Handing Back the Pager: The Most Underrated SRE Skill

In centralized and embedded models, the handback — transferring on-call ownership back to the product team — is one of the most operationally sensitive transitions in SRE. Done poorly, it leaves the product team holding a pager for a system they do not understand, runbooks they have never tested, and alerts they cannot interpret. Done well, it is the moment an SRE's investment in a service pays the highest return: a product team that is now self-sufficient in production.

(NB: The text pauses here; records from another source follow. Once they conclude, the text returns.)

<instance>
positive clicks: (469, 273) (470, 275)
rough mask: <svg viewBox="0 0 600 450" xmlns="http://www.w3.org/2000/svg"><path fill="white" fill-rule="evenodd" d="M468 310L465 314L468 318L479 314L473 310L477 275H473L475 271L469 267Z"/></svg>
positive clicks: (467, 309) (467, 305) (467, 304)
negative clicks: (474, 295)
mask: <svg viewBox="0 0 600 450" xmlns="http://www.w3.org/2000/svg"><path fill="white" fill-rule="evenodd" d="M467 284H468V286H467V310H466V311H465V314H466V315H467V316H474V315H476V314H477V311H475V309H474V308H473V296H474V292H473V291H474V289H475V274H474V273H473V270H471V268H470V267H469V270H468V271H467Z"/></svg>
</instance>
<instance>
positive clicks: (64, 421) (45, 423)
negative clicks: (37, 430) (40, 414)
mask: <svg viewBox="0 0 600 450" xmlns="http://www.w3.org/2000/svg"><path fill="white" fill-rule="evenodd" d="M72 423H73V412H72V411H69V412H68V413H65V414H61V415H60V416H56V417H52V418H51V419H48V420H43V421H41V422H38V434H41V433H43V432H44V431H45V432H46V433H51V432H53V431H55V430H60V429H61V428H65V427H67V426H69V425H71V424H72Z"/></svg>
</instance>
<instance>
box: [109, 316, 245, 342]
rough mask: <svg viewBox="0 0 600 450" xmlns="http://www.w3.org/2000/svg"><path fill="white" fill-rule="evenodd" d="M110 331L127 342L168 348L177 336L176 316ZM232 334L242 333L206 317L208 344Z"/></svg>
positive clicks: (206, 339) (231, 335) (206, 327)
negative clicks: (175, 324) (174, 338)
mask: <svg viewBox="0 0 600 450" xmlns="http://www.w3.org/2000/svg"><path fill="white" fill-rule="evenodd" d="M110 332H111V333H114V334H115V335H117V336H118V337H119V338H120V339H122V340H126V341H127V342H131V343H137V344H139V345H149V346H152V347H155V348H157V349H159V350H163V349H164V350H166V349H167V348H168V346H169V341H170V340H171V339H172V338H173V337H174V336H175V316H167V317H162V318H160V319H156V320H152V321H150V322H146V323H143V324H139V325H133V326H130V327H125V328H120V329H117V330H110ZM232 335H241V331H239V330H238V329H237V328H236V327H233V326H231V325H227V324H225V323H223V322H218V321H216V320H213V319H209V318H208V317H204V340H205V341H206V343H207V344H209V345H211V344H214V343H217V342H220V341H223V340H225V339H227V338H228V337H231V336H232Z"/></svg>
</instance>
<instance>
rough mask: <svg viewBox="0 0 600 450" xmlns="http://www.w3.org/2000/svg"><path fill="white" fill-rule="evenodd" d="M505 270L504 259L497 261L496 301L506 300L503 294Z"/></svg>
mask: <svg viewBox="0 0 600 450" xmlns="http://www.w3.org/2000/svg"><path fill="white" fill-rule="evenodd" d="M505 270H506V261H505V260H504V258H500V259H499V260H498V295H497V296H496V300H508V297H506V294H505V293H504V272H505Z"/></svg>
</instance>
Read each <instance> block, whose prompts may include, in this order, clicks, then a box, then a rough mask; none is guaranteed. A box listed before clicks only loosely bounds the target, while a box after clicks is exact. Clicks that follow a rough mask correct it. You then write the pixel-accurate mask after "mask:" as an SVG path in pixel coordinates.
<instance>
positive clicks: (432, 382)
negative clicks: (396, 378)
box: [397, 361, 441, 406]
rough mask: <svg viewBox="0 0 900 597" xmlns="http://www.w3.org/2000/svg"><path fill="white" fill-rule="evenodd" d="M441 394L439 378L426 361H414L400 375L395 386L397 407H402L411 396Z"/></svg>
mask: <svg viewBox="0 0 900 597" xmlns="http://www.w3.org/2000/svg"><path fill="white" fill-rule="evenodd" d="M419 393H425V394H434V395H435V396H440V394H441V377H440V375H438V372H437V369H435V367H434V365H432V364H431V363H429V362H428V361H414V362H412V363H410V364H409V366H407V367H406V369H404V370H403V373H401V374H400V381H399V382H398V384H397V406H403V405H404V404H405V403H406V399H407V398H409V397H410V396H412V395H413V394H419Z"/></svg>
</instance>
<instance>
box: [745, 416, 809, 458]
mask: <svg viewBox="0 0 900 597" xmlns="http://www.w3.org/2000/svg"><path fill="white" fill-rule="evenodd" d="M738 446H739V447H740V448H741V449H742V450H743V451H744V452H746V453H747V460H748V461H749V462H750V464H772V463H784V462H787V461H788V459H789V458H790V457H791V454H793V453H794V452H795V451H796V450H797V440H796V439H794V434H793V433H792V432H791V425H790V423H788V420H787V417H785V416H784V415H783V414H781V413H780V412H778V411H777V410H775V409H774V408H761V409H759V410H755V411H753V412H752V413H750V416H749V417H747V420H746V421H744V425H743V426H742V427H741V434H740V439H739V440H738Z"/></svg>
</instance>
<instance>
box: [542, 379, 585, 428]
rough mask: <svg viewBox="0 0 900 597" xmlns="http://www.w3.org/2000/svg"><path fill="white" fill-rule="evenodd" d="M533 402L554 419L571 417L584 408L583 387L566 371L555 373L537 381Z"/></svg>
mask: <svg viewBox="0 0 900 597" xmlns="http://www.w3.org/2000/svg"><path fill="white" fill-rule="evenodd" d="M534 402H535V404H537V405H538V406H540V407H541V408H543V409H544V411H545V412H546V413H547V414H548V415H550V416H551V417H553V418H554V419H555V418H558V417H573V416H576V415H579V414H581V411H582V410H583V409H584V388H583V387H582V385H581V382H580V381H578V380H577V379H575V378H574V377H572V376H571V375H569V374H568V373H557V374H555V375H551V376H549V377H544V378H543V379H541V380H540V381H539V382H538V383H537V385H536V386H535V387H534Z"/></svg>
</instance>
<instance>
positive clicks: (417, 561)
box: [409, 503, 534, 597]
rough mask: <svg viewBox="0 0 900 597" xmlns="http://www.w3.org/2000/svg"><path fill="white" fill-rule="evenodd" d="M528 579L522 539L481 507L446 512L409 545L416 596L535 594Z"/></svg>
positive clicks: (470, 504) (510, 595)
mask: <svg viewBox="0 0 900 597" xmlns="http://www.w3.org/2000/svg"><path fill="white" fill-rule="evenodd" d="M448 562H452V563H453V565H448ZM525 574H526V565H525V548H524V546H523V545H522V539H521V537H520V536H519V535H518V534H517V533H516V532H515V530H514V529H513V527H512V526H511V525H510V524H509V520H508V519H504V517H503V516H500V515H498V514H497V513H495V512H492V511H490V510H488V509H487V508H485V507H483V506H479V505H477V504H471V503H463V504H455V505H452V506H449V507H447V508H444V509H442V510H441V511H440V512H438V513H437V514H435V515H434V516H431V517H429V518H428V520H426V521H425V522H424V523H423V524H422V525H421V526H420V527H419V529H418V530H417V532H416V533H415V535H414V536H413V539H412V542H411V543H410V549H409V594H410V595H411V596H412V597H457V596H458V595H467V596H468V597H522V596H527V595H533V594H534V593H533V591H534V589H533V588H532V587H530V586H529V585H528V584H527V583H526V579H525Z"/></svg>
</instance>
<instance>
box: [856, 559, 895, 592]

Google's model explicitly anticipates handbacks as a reliability incentive. When a product team repeatedly exhausts its error budget and SRE bears the on-call burden, SRE has organizational authority to hand the service back — forcing the product team to live with the reliability they have built. This is not punitive; it is structural. The team that wakes up at 2am for their own service has much stronger incentives to invest in reliability than the one that knows SRE will handle it.

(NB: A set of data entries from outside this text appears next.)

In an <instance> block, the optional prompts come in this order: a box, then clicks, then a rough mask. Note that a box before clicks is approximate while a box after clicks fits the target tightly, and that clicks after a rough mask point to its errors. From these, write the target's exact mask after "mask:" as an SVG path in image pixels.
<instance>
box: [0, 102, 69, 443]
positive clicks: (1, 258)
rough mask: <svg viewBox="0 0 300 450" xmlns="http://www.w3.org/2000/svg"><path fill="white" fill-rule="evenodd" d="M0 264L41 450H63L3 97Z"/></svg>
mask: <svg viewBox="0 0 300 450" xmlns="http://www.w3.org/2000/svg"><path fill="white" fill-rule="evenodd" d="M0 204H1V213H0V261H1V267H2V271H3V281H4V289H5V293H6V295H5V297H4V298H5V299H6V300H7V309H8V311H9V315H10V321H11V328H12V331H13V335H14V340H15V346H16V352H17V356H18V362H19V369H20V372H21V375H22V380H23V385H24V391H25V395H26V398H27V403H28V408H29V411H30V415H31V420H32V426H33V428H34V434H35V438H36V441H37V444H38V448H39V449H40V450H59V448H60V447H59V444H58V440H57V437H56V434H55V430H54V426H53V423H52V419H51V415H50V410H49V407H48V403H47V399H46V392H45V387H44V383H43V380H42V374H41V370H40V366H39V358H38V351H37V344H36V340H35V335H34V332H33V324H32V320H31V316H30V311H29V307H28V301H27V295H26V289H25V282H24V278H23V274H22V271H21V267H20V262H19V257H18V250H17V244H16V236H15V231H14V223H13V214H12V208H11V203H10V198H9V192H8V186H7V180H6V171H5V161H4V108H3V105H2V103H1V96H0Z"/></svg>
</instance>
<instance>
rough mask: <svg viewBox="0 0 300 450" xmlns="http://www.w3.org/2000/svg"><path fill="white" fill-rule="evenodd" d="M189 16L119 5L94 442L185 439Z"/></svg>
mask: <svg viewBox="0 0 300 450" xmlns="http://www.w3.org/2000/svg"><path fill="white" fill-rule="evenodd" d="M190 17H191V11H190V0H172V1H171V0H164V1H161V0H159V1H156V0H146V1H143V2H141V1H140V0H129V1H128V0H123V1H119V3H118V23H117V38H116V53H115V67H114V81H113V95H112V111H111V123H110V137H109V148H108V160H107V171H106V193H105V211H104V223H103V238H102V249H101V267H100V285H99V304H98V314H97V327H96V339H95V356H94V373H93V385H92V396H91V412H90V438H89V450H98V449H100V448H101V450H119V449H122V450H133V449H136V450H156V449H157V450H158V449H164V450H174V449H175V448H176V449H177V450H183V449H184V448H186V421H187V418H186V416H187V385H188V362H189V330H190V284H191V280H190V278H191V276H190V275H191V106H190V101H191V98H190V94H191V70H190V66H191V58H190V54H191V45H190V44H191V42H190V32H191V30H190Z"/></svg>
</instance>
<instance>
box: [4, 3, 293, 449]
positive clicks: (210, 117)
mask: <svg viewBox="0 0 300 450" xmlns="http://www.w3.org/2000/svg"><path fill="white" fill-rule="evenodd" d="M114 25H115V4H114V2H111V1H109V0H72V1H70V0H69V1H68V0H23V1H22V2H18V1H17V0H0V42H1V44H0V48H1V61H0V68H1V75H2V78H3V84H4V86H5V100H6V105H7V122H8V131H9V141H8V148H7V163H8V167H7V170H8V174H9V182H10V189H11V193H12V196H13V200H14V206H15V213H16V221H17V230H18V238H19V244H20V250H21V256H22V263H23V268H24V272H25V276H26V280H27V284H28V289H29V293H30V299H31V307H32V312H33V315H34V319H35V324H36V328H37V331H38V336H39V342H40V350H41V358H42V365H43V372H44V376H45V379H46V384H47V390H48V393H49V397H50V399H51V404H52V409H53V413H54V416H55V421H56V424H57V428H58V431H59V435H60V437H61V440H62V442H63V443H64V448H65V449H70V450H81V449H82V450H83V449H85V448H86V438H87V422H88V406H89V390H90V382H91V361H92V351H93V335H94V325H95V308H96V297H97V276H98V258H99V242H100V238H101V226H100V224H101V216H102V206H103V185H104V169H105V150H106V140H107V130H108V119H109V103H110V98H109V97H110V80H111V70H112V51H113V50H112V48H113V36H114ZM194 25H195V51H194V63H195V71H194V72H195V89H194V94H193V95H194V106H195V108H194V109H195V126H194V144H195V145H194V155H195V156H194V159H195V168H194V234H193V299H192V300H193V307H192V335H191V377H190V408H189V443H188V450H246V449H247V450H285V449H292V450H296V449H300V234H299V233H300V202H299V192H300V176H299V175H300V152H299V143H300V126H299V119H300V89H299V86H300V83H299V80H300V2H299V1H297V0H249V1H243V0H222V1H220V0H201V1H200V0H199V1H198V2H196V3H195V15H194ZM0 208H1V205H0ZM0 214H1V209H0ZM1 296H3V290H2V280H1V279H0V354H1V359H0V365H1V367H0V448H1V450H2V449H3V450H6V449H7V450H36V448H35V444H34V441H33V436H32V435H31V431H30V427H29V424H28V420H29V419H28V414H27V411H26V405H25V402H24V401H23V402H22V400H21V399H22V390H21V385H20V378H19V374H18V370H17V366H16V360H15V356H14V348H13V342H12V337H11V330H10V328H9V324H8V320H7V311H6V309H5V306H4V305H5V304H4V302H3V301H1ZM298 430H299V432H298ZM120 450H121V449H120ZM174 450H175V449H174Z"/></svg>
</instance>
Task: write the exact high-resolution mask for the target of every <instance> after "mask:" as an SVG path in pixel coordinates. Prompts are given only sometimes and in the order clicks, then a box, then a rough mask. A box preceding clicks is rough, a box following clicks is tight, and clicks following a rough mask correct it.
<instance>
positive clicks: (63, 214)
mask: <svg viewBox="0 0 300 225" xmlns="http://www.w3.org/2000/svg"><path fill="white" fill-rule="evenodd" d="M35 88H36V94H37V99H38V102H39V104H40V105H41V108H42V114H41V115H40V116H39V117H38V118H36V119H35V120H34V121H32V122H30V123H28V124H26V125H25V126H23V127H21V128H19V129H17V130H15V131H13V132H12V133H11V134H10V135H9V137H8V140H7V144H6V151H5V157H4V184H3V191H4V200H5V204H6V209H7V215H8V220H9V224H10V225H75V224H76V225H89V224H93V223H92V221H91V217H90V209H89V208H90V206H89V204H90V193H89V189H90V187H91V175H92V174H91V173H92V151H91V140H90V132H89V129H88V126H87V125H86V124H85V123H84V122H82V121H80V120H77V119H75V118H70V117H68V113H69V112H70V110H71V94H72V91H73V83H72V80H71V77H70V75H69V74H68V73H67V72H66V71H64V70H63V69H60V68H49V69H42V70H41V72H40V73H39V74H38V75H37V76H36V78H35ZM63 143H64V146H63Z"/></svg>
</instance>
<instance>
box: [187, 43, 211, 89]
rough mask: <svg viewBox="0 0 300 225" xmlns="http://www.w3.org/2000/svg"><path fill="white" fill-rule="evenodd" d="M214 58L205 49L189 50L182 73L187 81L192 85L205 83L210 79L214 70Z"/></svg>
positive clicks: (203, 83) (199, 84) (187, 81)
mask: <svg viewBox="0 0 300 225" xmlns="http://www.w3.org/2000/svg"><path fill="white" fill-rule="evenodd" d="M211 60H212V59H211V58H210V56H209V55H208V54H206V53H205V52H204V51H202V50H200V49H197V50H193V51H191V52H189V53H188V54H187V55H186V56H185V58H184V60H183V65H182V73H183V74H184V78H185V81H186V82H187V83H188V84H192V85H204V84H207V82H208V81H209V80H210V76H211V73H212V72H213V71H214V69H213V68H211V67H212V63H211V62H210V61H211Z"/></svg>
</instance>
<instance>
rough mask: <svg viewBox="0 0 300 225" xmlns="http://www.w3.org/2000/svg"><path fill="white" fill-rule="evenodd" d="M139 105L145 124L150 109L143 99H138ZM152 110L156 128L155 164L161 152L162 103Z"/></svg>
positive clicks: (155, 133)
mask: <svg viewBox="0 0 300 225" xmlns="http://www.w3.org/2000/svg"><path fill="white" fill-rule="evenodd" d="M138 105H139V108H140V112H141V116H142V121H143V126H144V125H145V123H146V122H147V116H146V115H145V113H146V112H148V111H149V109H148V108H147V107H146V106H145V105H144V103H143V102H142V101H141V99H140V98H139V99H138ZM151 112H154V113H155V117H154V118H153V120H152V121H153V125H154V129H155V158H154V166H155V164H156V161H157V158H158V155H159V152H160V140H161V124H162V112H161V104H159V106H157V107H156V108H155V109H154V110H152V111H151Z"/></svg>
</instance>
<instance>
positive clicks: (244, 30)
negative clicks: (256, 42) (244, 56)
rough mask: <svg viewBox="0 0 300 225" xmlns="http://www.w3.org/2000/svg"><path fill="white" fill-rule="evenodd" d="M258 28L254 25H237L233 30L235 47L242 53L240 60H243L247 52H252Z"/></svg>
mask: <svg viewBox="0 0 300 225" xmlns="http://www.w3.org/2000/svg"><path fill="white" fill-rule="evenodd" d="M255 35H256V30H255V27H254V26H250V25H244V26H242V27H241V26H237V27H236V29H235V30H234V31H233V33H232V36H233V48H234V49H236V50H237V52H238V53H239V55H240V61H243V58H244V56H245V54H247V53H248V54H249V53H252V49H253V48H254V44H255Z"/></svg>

# Handback readiness checklist (YAML format — can be embedded in a PRR template)

handback_readiness:
  documentation:
    - runbooks_complete: true          # Every alert has a linked runbook
    - architecture_diagram_current: true
    - dependency_map_documented: true
    - on_call_guide_reviewed_by_team: true

  tooling:
    - slo_dashboard_accessible: true
    - alert_routing_configured: true   # Alerts go to product team rotation
    - deployment_pipeline_tested: true # Team has run a rollback drill
    - log_queries_bookmarked: true     # Common triage queries saved

  training:
    - team_shadowed_oncall: true       # Min 2 sprints shadowing SRE on-call
    - incident_drills_conducted: 2     # Gameday exercises run with product team
    - escalation_path_documented: true # Who to call when team is stuck

  agreement:
    - error_budget_policy_signed: true # Team lead has acknowledged policy
    - escalation_sla_agreed: true      # SRE will respond within N min if called
    - review_cadence_set: true         # Quarterly reliability review scheduled

SRE Engagement Anti-Patterns to Avoid

At big-tech companies, the following failure modes appear repeatedly across SRE programs:

Shadow operations: Product teams bypass SRE because the engagement process is too slow. They deploy directly, skip PRRs, and manage production informally. SRE engagement must be faster than the alternative, or teams route around it.
Permanent engagement: A service never reaches the handback stage. SRE owns it forever, the product team atrophies in reliability skills, and the SRE team cannot take on new services without hiring. Every engagement must have a stated exit condition.
PRR as a gate, not a partnership: If the PRR is purely a checklist that product teams resent, it will be gamed. PRRs work when they are collaborative — SRE brings patterns from other services, product team brings domain knowledge, and both leave with a better system.
On-call as ownership: Teams conflate "SRE is on-call" with "SRE is responsible for reliability." In a healthy model, SRE is a reliability partner, not a reliability owner. The product team always owns the system; SRE provides the expertise and bandwidth to operate it safely.

Choosing your model: Org size under 200 engineers: embedded SRE or YBIYRI with a small platform team. 200-2000: Platform SRE plus embedded specialists for tier-0 services. 2000+: Consider central SRE for critical infrastructure (payments, auth, data plane) with Platform SRE for application teams. The model should evolve as the org scales — what works at Series A will not work at Series D.

The engagement lifecycle and team model are not static. As your organization matures, your SRE model should evolve with it — toward more platform leverage, more product-team ownership, and fewer humans standing between code and production. The goal is not more SREs; it is a culture where every engineer thinks like an SRE and a platform team that makes that easy.